The analog segment offers power products to manage power requirements in various levels using battery management solutions, DC/DC switching regulators, AC/DC and isolated controllers and converters, power switches, linear regulators, voltage supervisors, voltage references, and lighting products. 

The embedded processing segment offers connected microcontrollers, such as microcontrollers, microcontrollers with integrated wireless capabilities, and stand-alone wireless connectivity solutions that are used in electronic equipment; digital signal processors for mathematical computations; and applications processors for specific computing activity. 
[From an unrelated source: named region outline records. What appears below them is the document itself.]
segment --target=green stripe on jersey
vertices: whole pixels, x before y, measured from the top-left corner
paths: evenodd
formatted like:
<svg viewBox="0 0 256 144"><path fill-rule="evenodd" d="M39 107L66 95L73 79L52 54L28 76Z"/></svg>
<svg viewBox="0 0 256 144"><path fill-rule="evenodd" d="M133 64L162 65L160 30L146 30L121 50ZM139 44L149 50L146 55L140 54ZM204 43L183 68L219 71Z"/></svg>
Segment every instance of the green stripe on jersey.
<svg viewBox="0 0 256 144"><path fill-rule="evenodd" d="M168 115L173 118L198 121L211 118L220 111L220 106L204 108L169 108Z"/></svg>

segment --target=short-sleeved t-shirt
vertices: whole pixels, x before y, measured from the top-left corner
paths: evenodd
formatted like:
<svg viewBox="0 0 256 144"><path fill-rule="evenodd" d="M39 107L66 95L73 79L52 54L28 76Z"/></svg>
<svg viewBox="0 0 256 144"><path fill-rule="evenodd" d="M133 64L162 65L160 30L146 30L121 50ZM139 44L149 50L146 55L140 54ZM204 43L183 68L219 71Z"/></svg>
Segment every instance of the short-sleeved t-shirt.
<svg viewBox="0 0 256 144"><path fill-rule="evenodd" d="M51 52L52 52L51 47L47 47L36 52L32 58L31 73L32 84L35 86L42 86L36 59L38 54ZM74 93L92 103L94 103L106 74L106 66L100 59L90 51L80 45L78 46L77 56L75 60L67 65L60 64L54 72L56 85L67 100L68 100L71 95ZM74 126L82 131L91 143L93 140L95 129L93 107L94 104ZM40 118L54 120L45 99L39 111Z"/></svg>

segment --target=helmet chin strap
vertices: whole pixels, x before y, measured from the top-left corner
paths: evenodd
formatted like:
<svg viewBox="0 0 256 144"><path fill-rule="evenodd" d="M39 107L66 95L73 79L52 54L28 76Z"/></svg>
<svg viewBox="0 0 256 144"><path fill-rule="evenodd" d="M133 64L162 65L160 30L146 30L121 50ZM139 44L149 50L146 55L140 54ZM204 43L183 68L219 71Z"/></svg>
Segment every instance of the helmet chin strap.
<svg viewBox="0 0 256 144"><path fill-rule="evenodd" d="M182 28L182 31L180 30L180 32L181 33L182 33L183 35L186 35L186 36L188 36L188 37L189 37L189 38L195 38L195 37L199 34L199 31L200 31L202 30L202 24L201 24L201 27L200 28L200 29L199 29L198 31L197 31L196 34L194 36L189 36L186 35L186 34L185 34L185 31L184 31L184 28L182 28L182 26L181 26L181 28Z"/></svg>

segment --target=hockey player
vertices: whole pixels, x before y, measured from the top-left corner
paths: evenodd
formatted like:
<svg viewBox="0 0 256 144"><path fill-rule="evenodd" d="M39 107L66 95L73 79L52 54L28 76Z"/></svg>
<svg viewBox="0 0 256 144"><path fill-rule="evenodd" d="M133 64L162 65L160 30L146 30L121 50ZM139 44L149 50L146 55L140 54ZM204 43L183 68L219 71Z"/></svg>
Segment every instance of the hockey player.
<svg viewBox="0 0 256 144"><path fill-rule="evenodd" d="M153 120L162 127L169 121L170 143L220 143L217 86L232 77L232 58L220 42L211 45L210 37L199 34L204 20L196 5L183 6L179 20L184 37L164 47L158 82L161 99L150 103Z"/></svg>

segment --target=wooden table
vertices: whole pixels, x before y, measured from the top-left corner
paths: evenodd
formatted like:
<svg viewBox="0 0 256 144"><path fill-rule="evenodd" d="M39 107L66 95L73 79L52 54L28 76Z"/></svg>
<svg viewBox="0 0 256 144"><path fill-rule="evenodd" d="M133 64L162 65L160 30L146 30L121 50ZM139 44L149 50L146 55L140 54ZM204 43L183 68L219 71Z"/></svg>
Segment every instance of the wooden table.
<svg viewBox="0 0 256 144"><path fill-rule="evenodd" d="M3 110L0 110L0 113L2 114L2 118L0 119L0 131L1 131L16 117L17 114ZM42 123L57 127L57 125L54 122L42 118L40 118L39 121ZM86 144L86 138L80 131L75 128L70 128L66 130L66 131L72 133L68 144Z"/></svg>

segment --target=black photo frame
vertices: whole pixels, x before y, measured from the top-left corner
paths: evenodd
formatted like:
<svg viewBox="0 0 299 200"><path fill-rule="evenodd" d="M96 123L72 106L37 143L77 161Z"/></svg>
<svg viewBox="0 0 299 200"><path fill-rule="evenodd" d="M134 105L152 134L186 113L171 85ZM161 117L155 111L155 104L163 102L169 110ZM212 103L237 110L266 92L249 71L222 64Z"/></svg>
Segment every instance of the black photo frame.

This segment offers products for use in various markets, such as industrial, automotive, personal electronics, communications equipment, enterprise systems, and calculators and other. 

Revenue beat: TI executed well in the quarter delivering 9 per cent upside to 4Q21 Street revenue expectations. Management cited strength across all major end-markets, device types, and geographies. On a yoy basis, Enterprise Systems (+50 per cent yoy, albeit off a depressed base) -- driven by strength in data center and enterprise compute -- and Industrial (+40 per cent yoy) were the stand-outs. 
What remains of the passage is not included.